Through a process called payment for order flow, or PFOF, Robinhood and other brokers receive compensation for routing their orders to specific wholesalers. These wholesalers include Citadel Securities and Virtu Financial Inc VIRT.
“Off-exchange market makers make payments to retail brokers for the privilege of having their customer's orders routed to them first. The market maker will execute directly against the retail order [if they think they can make money from it]. They are basically paying for the privilege of having ‘first dibs’ to trade against the ‘dumb money,'” Benzinga's Premarket Prep co-host Dennis Dick recently said.
The End Of PFOF? More than 70% of Robinhood's total revenue in the first quarter of 2022 came from PFOF, which some investors, and even Gensler himself, see as a conflict of interest.

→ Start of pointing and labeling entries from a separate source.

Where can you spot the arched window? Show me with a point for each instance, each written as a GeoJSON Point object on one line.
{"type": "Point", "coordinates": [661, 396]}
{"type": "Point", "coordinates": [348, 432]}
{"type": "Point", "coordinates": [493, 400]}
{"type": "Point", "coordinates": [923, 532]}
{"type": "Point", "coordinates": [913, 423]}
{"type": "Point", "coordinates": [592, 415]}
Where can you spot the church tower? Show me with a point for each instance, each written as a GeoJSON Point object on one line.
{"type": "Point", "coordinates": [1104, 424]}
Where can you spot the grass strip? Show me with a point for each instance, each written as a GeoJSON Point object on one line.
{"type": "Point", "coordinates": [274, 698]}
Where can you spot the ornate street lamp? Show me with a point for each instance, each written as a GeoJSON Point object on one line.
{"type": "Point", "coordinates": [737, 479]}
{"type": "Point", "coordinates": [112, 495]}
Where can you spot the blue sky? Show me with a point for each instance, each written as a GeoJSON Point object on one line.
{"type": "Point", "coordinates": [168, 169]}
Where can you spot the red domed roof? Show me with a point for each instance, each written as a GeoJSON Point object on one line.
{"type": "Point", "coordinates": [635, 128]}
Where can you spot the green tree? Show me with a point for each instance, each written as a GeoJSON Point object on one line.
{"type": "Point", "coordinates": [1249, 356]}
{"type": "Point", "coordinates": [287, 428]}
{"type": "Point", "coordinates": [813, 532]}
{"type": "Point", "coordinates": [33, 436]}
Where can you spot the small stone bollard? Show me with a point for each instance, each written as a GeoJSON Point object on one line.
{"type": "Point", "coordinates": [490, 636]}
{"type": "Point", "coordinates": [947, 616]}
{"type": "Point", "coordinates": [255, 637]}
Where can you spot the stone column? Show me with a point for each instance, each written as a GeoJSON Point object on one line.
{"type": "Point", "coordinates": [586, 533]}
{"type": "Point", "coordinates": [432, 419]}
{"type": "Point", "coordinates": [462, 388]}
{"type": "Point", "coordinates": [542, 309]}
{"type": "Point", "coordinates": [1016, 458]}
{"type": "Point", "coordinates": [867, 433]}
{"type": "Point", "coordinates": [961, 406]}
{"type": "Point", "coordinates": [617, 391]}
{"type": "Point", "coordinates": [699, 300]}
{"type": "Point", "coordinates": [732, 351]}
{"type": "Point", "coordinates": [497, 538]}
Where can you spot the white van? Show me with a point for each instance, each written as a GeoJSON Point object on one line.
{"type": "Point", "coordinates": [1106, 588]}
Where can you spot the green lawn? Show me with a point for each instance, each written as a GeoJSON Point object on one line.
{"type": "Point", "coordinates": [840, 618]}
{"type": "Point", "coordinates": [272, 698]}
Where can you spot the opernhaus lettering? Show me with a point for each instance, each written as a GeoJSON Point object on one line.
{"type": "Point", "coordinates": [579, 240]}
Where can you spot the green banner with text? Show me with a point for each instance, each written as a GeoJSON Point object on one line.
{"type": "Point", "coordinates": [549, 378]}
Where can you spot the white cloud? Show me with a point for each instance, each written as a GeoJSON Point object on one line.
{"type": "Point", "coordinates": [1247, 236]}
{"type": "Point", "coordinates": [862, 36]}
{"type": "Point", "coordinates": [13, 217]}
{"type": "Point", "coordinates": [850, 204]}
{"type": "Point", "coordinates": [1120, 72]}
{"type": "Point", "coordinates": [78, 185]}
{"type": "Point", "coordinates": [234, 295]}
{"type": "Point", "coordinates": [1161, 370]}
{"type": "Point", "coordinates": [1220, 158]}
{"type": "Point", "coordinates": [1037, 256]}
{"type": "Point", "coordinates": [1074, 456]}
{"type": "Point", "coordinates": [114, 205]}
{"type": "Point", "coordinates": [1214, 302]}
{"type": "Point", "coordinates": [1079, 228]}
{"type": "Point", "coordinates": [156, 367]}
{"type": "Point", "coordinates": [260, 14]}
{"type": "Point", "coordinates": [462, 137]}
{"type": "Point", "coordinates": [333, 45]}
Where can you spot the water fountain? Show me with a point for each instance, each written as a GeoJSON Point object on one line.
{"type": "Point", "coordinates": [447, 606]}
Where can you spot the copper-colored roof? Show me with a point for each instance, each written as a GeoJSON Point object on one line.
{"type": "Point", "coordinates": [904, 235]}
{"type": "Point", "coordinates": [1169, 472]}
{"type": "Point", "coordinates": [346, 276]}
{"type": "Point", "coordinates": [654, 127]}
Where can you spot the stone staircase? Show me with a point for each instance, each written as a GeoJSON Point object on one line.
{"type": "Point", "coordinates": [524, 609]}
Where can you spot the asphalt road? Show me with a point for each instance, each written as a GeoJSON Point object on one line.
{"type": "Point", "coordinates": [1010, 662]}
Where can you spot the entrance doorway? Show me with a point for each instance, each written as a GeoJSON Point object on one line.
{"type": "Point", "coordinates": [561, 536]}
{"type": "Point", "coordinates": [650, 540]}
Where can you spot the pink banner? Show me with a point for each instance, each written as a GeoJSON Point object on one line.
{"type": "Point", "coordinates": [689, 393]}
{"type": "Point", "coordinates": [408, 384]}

GameStop and AMC traders accused Citadel Securities of pressuring Robinhood to place trading halts and restrictions on meme stocks in early 2021, although both parties involved deny any such communication took place.
On Wednesday, Gensler is expected to detail a new auction process through which firms would bid against each other to win retail traders' order flows.
If that change is enacted, it could mean retail investors will be getting better prices on their trades in the near future. It could also mean brokerages like Robinhood will be forced to go back to charging trading commissions if they lose their primary source of revenue.
Benzinga's Take: PFOF is akin to a hidden trading fee. Rather than the old model of charging traders a flat, upfront fee for each trade, online brokers are now simply selling their order flow to market makers, potentially resulting in lower selling prices and higher purchase prices for their users.